On dna Nanotechnology and DNA nanotechnology
It’s all about what syllable you put the accent on. I’m just coming back from the AAAS meeting, where we had a most awesome Symposium on Nucleic Acid Nanotechnology. I sort of meant this both as a swan song for my tenure as President of the ISNSCE (go, Hao!) and as a coming-out cotillion for DNA nanotechnology. The world needs to know what is happening in this amazing field.
Right before the Symposium (which was attended by … dozens!) I got to hear Chad Mirkin from Northwestern speak. As always, Chad’s talk was awesome. He is a genius at both coming up with new approaches and applications, and at marketing these. For example, we learned that spherical nucleic acids (SNAs) are the logical next step in the progression from linear nucleic acid through circular nucleic acid. And we know how long it took to make the wheel with DNA, so SNAs are really taking us out of the molecular biology Stone Age. Once Chad discovers kinetics we’ll likely have a *fourth dimension* of nucleic acid structure, sort of a time tesseract of DNA. Maybe a time-traveling cubic lattice, who knows?
Anyway, Chad’s work, as impressive as it is, is dna Nanotechnology. The accent is on the Nano, not the DNA. As it should be, there’s lots of fun things you can do with nucleic acids as smart glues. But for me this just puts into sharper relief the DNA nanotechnology community, in which the accent is on the DNA.
As speakers, we had Ned Seeman, who as always gave a great historical and contemporary perspective on the power of using nucleic acids as building materials. Ned continues to emphasize that this is how we control the structure of matter from the atomic level upwards, and he continues to be right. He presented some exciting results on determining the structures of nanocrystals, and may be on the verge of realizing the dream he started in the early 1980s, using DNA as a scaffold for solving molecular structures. He was followed by William Shih, who showed an actual example of using DNA as a … well, not a scaffold, but an organizer … for solving a NMR structure. William also did his 3D Origami thang, but took it into new dimensions, so to speak, by examining the impact of DNA shape on cellular uptake. Finally, Erik Winfree made a strong case for embedded molecular programming, with DNA as the avatar for a world where we have not just Bluetooth enabled toothbrushes (wow, Erik, I didn’t believe you: http://www.geekosystem.com/bluetooth-toothbrush/), but toothbrushes that may directly interact with the bacteria they find, via molecular programming.
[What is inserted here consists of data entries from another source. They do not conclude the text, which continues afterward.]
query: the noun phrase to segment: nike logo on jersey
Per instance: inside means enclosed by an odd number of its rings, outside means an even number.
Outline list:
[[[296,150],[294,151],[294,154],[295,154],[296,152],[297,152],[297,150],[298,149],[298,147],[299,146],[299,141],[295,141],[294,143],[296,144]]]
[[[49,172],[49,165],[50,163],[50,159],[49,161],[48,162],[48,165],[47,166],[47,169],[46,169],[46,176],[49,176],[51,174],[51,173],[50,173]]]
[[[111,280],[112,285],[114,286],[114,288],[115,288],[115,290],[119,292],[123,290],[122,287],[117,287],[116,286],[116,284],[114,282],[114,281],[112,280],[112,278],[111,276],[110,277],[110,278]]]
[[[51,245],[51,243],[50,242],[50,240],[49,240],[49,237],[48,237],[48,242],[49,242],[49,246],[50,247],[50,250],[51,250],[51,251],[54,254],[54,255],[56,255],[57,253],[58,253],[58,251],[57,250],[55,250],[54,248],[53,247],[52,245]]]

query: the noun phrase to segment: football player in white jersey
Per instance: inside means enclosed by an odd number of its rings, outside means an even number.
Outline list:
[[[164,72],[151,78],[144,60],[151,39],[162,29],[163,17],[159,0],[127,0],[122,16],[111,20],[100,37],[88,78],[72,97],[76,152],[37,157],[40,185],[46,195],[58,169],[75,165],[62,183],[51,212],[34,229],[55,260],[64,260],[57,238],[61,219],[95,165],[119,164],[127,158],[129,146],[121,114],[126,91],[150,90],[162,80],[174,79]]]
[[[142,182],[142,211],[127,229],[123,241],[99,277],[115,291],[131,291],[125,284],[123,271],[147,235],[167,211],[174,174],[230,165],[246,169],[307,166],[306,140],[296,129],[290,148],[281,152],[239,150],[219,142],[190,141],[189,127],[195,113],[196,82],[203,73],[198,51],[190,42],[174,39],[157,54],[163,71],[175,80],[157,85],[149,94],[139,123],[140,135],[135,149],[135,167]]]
And this leads me to our other speaker, Greg Heath, from Illumina, who actually kicked off the proceedings. The NextGen revolution continues to consume us all, and I think it was modestly incongruous for folks to see this amazing commercial enterprise, which is impacting human health in a very immediate way, juxtaposed with DNA nanotechnology. As Ned leaned over to me to whisper, during the lively Q&A that followed Greg’s talk, “What the heck am I doing here?” Except, of course, it was Ned, and he didn’t say “heck.”
But to me, that was the point, that juxtaposition. In the frame tale that I tried to loosely wrap around these proceedings, it is the fact that we now know the biological world with single molecule, digital resolution that makes DNA nanotechnology ever-more-important. It is the possibility that the knowledge of every goddamn molecule in you will not just translate into electrons and information, but into actuation via molecular programming. Ned’s and William’s and Erik’s dreams really are the dreams of Wally Gilbert and Frederick Sanger. When there are nanotheranostic systems, they will undoubtedly be actuated in part by sequence, via the structural and programming tools these researchers have given to us.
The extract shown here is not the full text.